Diabetes Can Shorten Working Life, Force Early Retirement, Cause Financial Stress

“As a T2 diagnosed around 2.5 years ago, I am feeling increasingly exhausted to the point of not being able to sleep (partially due to my work), and have all kinds of other T2 symptoms which combined with tiredness and stress are really getting me down, and making me so depressed… I feel that the stress is sending sugar levels up… Yes I sound a wreck…but this is really beginning to get to me… I just feel I can hardly manage with the diabetes, work and enforced H.E. study for the next year just to keep the job, by the time I graduate I will be ready to retire, or fit to drop – one or the other.”

–       An anguished 60-year-old British woman diagnosed with type 2 diabetes writing in a discussion forum

A UK survey carried out by Cardiff University researchers last year about the effect of diabetes on their lives, almost 74% of patients reported that diabetes influenced their decisions regarding major life changing events. Among the respondents, 40% said that diabetes had influenced their decision to take early retirement and 22% said it had influenced a decision to change profession. Respondents also said that diabetes had influenced decisions to change lifestyle (22%) or have children (14%).

Now a new study provides more evidence that people with diabetes may leave the workforce sooner than employees without diabetes – suggesting that the common disease could be taking a large economic toll, according to French researchers.

The findings, reported in the journal Diabetes Care, echo those from a U.S. study that was reported in 2004. In that study, adults with diabetes were less likely to be working in their 50s than similar adults without the disease. And researchers estimated that between 1992 and 2000, diabetes accounted for $4.4 billion in lost income due to earlier retirement and nearly $32 billion due to work disability.

The French study of more than 3,000 employees of France’s national gas and electric company found that diabetic workers were more likely to retire or go on disability in their 50s than workers of the same age who had similar jobs but no diabetes. “Diabetes can impact individuals’ ability to maintain employment through different pathways,” said senior researcher Dr. Rosemary Dray-Spira, of the French national research institute INSERM, told Reuters Health

For example, diabetes complications such as vision loss and nerve damage can lead to mobility problems or amputations that make it difficult or impossible for people to do their jobs. Diabetes is also often linked with medical conditions, like heart disease or kidney disease. Then there is obesity, one of the major risk factors for developing diabetes. Dray-Spira’s team found that obesity seemed to explain much of the higher risk of work disability among people with diabetes.

These latest findings, Dray-Spira’s team writes, underscore the point that diabetes “has major social and economic consequences for patients, employers, and society.” The results are based on data from a long-term health study of employees at the French national gas and electric company.
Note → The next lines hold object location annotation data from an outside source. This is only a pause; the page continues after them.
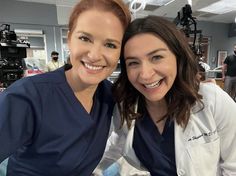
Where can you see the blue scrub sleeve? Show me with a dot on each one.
(17, 117)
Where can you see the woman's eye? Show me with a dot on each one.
(84, 38)
(111, 45)
(157, 57)
(128, 64)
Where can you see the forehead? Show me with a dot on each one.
(99, 21)
(144, 42)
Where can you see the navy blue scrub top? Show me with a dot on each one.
(155, 151)
(47, 131)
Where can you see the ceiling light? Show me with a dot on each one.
(220, 7)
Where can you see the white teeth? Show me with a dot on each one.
(152, 85)
(92, 67)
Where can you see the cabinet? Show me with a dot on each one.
(65, 50)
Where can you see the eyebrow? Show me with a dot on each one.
(108, 39)
(148, 54)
Between 1989 and 2007, 506 workers developed diabetes.

Dray-Spira’s team compared each of those workers with five diabetes-free co-workers the same age and in the same job type. Overall, diabetics were less likely to still be working in their mid-50s. By age 55, 52 percent of workers with diabetes were still on the job, versus 66 percent of those without diabetes.

The gap narrowed by the time the workers were 60 years old, the official retirement age in France during the study period. At age 60, 10 percent of diabetic workers were still on the job, compared with 13 percent of their co-workers. In addition, by age 60, roughly five of every 100 diabetics were on disability, compared to roughly one of every 100 non-diabetics.
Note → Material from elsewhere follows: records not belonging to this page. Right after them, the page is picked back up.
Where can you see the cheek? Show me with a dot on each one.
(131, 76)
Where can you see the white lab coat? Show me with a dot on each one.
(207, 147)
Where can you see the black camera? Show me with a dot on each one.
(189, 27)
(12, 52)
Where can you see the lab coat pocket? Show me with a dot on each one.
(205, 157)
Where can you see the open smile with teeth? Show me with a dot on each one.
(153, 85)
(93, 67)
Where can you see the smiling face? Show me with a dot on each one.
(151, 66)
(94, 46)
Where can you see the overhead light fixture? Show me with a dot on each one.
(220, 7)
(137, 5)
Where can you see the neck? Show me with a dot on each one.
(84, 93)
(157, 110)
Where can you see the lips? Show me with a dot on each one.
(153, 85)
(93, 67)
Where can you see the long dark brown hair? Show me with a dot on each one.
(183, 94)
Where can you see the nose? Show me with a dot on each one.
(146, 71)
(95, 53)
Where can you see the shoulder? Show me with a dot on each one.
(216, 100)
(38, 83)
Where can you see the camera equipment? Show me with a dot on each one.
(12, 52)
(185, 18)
Dray-Spira noted that France has both a relatively young retirement age and a universal healthcare system. The impact of diabetes on retirement and disability could be greater, she said, in a country where people typically work longer and lack universal healthcare – like the U.S. “The major implication of our results is that particular attention should be paid to help people with diabetes in maintaining employment,” Dray-Spira said.
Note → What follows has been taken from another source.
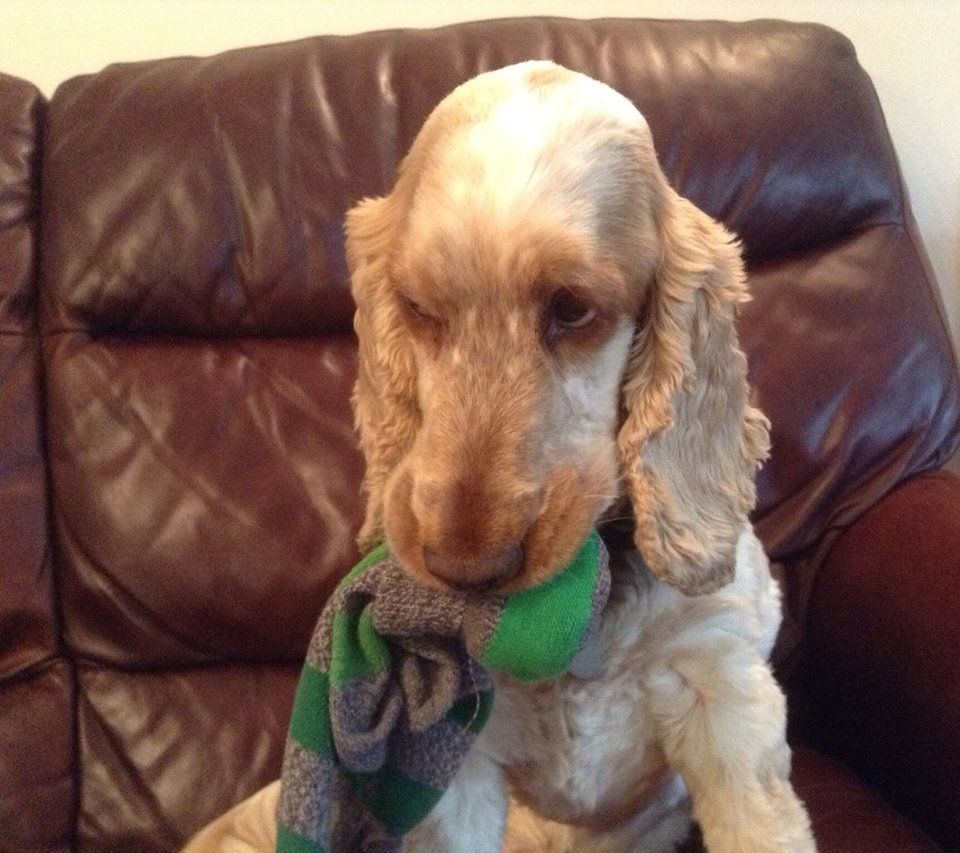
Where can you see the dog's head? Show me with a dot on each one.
(544, 324)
Work life problems faced by diabetics extend even beyond retirement. Last year an Australian study published in The British Journal of Diabetes & Vascular Disease  noted: “Compared with those who are in full-time employment with no health condition, those who have retired early due to diabetes have significantly lower odds of owning any wealth (odds ratio 0.03, 95% confidence interval 0.00–0.30).

“Among those with any accumulated wealth, the value of this wealth is 90% less for people who are out of the labor force due to diabetes relative to those in full-time employment, after adjusting for age, sex and education (p=0.037). Retiring from the labor force early due to diabetes is likely to cause large financial stress in the future as not only have retired individuals lost an income stream from paid employment, but they also have little or no savings to draw upon.”